Ao colocar a ExxonMobil em evidência, o Governo moçambicano sinaliza uma inflexão de eixo, aproximando-se mais dos Estados Unidos, onde a retórica de “parcerias sustentáveis” substitui as velhas promessas coloniais de “cooperação”.

Os condicionalismos internos

O entusiasmo internacional não apaga os desafios internos. O país ainda enfrenta a instabilidade intermitente em Cabo Delgado, o lento processo de reassentamento de populações afectadas pelos projectos e a falta de transparência sobre a aplicação futura das receitas. A ExxonMobil, consciente desses riscos, tem insistido em cláusulas de segurança e de responsabilidade social, incluindo programas de desenvolvimento comunitário e contratação local.

Chapo reconheceu, na sua declaração pública, que “o processo não está encerrado” e que o Governo terá de “perceber os fundamentos” das propostas antes de decidir.
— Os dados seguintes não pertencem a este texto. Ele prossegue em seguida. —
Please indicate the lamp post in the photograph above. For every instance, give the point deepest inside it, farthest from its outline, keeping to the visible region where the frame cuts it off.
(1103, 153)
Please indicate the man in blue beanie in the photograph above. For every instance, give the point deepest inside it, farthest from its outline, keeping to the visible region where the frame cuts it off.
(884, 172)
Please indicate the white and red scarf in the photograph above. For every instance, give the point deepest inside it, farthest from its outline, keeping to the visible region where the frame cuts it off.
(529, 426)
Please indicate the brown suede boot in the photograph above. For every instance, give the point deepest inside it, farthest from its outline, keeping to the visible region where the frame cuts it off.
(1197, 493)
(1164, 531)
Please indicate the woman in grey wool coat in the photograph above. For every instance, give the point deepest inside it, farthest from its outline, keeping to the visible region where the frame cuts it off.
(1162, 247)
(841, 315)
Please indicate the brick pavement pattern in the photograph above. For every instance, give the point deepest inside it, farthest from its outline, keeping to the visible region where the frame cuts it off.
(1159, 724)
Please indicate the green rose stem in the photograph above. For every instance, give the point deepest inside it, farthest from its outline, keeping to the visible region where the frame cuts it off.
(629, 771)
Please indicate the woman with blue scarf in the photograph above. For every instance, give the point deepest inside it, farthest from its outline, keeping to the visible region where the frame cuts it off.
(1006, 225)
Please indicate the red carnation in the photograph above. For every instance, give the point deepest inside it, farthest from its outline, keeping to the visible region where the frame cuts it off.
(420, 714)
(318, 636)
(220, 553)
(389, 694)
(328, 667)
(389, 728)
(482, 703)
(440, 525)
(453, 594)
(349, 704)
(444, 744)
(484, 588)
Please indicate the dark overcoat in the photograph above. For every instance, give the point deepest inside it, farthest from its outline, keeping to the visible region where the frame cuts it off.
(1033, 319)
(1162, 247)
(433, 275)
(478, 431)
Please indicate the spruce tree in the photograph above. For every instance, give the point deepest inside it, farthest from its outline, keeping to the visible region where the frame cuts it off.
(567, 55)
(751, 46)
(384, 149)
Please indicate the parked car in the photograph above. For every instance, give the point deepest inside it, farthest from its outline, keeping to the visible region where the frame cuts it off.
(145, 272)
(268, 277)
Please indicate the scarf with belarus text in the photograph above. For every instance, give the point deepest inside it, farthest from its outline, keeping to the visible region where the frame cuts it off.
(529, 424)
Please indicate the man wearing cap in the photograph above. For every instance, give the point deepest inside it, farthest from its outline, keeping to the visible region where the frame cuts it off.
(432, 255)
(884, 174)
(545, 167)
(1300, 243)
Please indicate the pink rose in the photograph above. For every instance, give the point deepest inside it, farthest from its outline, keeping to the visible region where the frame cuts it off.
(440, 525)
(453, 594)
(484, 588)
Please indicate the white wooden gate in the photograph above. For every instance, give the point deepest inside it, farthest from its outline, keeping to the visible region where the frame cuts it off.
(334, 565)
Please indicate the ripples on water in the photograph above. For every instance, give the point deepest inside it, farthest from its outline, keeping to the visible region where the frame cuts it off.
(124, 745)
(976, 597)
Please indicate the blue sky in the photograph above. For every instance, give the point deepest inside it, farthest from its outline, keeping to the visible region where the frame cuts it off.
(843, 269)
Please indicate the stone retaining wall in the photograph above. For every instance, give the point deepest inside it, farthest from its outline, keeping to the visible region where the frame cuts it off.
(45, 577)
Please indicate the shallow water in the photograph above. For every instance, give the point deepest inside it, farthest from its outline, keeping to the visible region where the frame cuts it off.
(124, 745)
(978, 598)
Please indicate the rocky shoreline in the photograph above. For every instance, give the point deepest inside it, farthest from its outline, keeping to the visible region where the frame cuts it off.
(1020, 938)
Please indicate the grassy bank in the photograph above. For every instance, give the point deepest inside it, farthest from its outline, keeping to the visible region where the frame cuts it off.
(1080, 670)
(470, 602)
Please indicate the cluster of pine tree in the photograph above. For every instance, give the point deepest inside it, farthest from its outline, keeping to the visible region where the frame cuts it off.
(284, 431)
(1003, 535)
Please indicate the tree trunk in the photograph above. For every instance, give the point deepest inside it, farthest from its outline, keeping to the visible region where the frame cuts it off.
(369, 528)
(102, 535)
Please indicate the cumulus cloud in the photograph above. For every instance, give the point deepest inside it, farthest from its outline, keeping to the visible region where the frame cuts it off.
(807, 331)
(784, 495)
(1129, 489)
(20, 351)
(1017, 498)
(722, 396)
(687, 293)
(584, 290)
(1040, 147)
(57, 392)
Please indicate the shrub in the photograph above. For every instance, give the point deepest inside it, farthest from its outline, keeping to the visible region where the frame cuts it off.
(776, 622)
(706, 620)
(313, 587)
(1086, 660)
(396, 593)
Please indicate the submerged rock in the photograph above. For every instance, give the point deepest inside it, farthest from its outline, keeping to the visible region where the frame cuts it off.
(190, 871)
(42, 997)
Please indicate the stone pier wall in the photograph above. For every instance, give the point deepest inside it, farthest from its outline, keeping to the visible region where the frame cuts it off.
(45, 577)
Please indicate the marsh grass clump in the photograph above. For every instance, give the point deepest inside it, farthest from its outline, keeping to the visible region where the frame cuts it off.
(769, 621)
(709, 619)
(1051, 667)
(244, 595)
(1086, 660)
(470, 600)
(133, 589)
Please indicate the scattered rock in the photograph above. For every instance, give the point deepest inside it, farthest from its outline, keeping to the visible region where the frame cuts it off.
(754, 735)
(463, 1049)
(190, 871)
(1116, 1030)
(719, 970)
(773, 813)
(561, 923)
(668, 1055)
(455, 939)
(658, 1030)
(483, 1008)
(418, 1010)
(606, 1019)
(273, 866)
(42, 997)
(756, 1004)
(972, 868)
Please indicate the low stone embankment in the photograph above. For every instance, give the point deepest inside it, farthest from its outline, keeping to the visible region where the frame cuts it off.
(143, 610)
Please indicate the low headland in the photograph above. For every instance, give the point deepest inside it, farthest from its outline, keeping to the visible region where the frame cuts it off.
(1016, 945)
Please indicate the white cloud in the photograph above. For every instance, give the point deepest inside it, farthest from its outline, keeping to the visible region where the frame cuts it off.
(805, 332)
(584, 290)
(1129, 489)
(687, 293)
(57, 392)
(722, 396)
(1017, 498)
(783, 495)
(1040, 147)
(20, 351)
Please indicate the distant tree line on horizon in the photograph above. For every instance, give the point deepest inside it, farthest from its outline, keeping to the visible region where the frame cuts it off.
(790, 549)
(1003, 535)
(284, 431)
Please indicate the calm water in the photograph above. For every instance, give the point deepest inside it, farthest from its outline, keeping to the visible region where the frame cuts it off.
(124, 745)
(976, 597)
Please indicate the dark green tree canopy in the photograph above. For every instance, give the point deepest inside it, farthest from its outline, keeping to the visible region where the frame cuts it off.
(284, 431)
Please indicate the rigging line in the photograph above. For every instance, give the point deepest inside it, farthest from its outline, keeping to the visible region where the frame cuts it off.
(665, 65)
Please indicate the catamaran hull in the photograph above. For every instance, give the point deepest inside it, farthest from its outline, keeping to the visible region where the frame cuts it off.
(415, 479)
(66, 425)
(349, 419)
O objectivo, segundo o Presidente, é “chegar a um consenso que faça sentido para as duas partes”.

Esta prudência contrasta com a abordagem do passado, quando contratos eram assinados sob forte pressão política e sem debate público. Se concretizado, o Rovuma LNG poderá duplicar o PIB moçambicano em menos de uma década.

Os relatórios do FMI estimam que as exportações de gás alcancem 40 mil milhões de dólares anuais na década de 2030, o que transformaria Moçambique num dos cinco maiores exportadores de GNL do mundo. No entanto, a magnitude do projecto exige planeamento rigoroso: gestão prudente da dívida, fortalecimento das instituições de fiscalização e mecanismos de redistribuição que evitem a concentração de riqueza.

Economistas defendem a criação de um fundo soberano robusto e transparente, semelhante ao modelo norueguês, para canalizar parte das receitas do gás em educação, saúde e infra-estruturas.

Sem esse instrumento, o país corre o risco de assistir a um “boom” estatístico sem benefícios reais para a população.

Formação e tecnologia: o impacto do centro do Zimpeto

O projecto do Centro Tecnológico de Moçambique, anunciado em Houston, é o elemento social mais concreto desta nova fase. A ExxonMobil promete financiar a construção, os equipamentos e o corpo docente inicial, com o objectivo de criar competências locais em engenharia de petróleo, segurança industrial e gestão ambiental.

O centro servirá como laboratório de cooperação entre o sector público, a academia e a indústria, reduzindo a dependência de técnicos estrangeiros. Trata-se de uma aposta na formação, mas também num modelo de “conteúdo local” que poderá servir de exemplo para futuros contratos.

“O gás tem de ser uma escola antes de ser uma mina”, comentou um dos consultores moçambicanos envolvidos no processo.

Ao regressar dos Estados Unidos, o Presidente Chapo declarou que “Moçambique projectou o seu futuro com confiança”. A declaração resume o espírito da viagem: uma mistura de optimismo económico e realismo político.

A ExxonMobil tornou-se, de facto, o novo eixo em torno do qual se articula a estratégia energética moçambicana. O desafio que se coloca é transformar esta oportunidade em política pública sustentável.

O país precisa de garantir que as receitas do gás não se transformem numa nova fonte de dependência ou de captura pelas elites. A história do gás, tal como a das dívidas ocultas, mostrou o preço da opacidade. O tempo dirá se a parceria com a ExxonMobil inaugura uma era de prosperidade partilhada ou apenas mais um capítulo de promessas por cumprir.